Cognitive Diagram Navigation MCP Server
An advanced MCP server implementing diagrammatic reasoning with memory-augmented spatial exploration, enabling structured chain-of-thought reasoning through visual reasoning spaces.
README
Cognitive Diagram Navigation MCP Server
An advanced MCP server implementing diagrammatic reasoning with memory-augmented spatial exploration, enabling structured chain-of-thought reasoning through visual reasoning spaces.
Overview
This MCP server combines three research domains:
-
Diagrammatic Reasoning (Quantomatic-inspired)
- String diagrams for formal proof construction
- Graph rewriting with double-pushout semantics
- Pattern matching and structural transformation
-
Cognitive Navigation (Hippocampal-inspired)
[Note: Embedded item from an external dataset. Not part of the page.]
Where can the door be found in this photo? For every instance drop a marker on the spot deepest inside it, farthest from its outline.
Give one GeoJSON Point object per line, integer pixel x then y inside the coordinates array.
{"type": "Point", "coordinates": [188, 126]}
- Place cell-like encoding of reasoning points
- Reward-based spatial navigation
- Memory-augmented exploration of reasoning spaces
-
Chain-of-Thought Reasoning
- Sequential logic bonds stronger than keywords
- Multi-step derivation tracking
- Formal proof verification
Features
Core Capabilities
- Diagram Creation: Build reasoning graphs from node/edge specifications
- Guided Navigation: Find optimal paths through reasoning spaces
- Breadth-First Exploration: Systematically discover diagram structure
- Pattern Matching: Locate subgraph patterns for formal rule application
- Double-Pushout (DPO) Rewriting: Apply formal structural transformations
- Hierarchical Reasoning: Extract sub-diagrams into composite nodes
- Reachability Analysis: Understand connectivity and distance metrics
- Structural Metrics: Compute graph properties (chain length, branching factor, etc.)
Advanced Reasoning
- Proof Derivation: Automatic tracking of transformation history
- Proof Export: Export structured or natural language proof chains
- Equivalence Checking: Verify if two diagrams are structurally identical (isomorphic)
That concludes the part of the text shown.